One diet was low fat so was high in carbohydrates–it’s the “diet we’re all advised to eat: whole grains, fruits, vegetables, lean sources of protein.” One diet had a “low glycemic index: fewer carbohydrates in total, and those that were included were slow to be digested–from beans, non-starchy vegetables and other minimally processed sources.” The third diet was Atkins, which “is very low in carbohydrates and high in fat and protein.”

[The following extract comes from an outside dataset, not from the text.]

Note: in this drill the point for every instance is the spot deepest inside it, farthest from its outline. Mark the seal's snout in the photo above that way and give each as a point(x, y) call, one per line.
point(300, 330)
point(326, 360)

The “results were remarkable” write Taubes. “Put most simply, the fewer carbohydrates consumed, the more energy these weight-reduced people expended. On the very low-carbohydrate Atkins diet, there was virtually no metabolic adaptation to the weight loss.”
On the low-fat diets, participants “had to add an hour of moderate-intensity physical activity each day to expend as much energy as they would effortlessly on the very-low-carb diet. If the physical activity made them hungrier–a likely assumption–maintaining weight on the low-fat, high-carb diet would be even harder.”
Taubes notes that if we consider the weight-reduced participants as being “pre-obese,” their reactions to foods tells us what can make us fatter. This study showed that “the fewer carbohydrates we eat, the more easily we remain lean. The more carbohydrates, the more difficult. In other words, carbohydrates are fattening, and obesity is a fat-storage defect. What matters, then, is the quantity and quality of carbohydrates we consume and their effect on insulin.”
Taubes notes that “from this perspective, the trial suggests that among the bad decisions we can make to maintain our weight is exactly what the government and medical organizations like the American Heart Association have been telling us to do: eat low-fat, carbohydrate-rich diets, even if those diets include whole grains and fruits and vegetables.”
Taubes notes that these conclusions are controversial, and he calls for experiments to be “replicated by independent investigators. We’ve been arguing about this for over a century. Let’s put if to rest with more good science. The public health implications are enormous.”
In his books, which I wrote about in my essays on this blog, Taubes discusses many ongoing clinical trials and numerous obesity clinics (like the one at Duke) which are showing that people lose weight and improve their health data on an Atkins-type diet. Many other diets utilize parts of the Atkins approach–Paleo and GAPS among them.